Design and Evaluation of Synthetic Microbial Communities for Effective Fire Blight Disease Control in Apples

Abstract

Fire blight disease caused by Erwinia amylovora has resulted in extreme economic losses to industrial plants of the Rosaceae family, including apples and pears, since the 1870s. Many countries have used pesticides and bactericides to manage the fire blight disease. However, chemical management leads to the emergence of a pesticide-resistant pathogen population. Therefore, attempts at managing the fire blight disease have been developed and applied using selected microorganisms as a biological control. However, a single strain of the biological control agent showed limited effect in reducing the disease.

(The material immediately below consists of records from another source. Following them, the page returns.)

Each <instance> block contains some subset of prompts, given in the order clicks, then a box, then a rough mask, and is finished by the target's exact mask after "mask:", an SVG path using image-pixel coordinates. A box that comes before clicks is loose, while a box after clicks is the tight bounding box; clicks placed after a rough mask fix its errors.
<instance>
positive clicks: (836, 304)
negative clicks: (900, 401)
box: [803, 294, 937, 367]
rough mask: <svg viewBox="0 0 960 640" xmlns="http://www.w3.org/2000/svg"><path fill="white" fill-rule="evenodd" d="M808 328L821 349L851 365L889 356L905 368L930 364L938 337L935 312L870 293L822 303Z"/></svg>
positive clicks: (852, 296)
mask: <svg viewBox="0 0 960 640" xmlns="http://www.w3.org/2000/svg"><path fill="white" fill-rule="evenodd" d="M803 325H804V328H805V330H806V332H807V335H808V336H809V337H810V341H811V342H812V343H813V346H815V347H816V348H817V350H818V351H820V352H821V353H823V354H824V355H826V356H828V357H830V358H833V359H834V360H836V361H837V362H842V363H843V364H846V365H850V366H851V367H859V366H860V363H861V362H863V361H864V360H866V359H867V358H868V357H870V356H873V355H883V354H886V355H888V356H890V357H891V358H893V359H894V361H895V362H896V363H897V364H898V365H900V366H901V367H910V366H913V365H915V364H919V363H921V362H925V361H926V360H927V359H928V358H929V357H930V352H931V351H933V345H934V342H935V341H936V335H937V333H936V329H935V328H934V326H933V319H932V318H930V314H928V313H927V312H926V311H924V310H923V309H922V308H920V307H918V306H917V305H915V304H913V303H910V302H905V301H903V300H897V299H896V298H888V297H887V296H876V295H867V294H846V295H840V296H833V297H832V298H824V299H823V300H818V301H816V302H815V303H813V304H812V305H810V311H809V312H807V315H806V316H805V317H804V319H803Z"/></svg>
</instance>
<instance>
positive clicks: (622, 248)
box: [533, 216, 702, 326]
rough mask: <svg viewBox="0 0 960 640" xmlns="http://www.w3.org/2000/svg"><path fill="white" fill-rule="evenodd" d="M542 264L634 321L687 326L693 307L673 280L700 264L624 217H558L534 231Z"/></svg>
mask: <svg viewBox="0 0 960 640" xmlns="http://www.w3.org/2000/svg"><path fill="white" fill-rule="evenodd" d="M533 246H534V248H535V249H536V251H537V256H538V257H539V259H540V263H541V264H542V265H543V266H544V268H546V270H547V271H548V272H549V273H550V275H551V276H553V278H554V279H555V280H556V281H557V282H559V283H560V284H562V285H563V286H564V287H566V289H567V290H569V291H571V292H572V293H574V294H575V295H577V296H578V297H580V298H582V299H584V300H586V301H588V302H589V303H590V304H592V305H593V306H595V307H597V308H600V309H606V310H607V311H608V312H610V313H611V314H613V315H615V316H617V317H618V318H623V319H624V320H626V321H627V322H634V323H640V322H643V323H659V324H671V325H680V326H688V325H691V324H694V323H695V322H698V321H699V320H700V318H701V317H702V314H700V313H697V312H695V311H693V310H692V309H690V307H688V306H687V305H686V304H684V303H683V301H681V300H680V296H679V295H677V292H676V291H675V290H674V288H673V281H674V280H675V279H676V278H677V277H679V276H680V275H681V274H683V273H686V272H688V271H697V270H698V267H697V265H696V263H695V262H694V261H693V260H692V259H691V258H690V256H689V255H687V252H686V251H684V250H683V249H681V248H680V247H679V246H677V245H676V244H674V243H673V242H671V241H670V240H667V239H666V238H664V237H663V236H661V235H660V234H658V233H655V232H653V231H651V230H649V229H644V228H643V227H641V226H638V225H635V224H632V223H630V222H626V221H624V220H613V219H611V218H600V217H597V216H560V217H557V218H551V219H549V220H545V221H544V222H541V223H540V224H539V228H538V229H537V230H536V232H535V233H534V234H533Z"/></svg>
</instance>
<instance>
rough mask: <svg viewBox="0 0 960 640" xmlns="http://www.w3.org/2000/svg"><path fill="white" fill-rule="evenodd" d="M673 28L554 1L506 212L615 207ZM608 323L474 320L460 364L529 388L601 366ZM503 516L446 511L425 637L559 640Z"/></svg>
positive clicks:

Here, we designed synthetic microbial communities (SynCom), which involve reconstituting multi-strains rather than relying on a single strain to enhance the disease control efficiency. We constructed the SynCom based on three categorized functions: i) anti-EA strain, ii) keystone taxa in healthy apples, iii) abundant metabolite strain in healthy apples than the fire blight infected apples. SynCom was significantly efficient in suppressing fire blight, achieving 0% disease severity in apple fruits, 1.67% in roses, and 5.4% in apple plants. Our finding presented that the well-designed SynCom showed significant effects in controlling the fire blight disease. Additionally, SynCom members should be selected based on multiple functions to maximize the impact on crop management.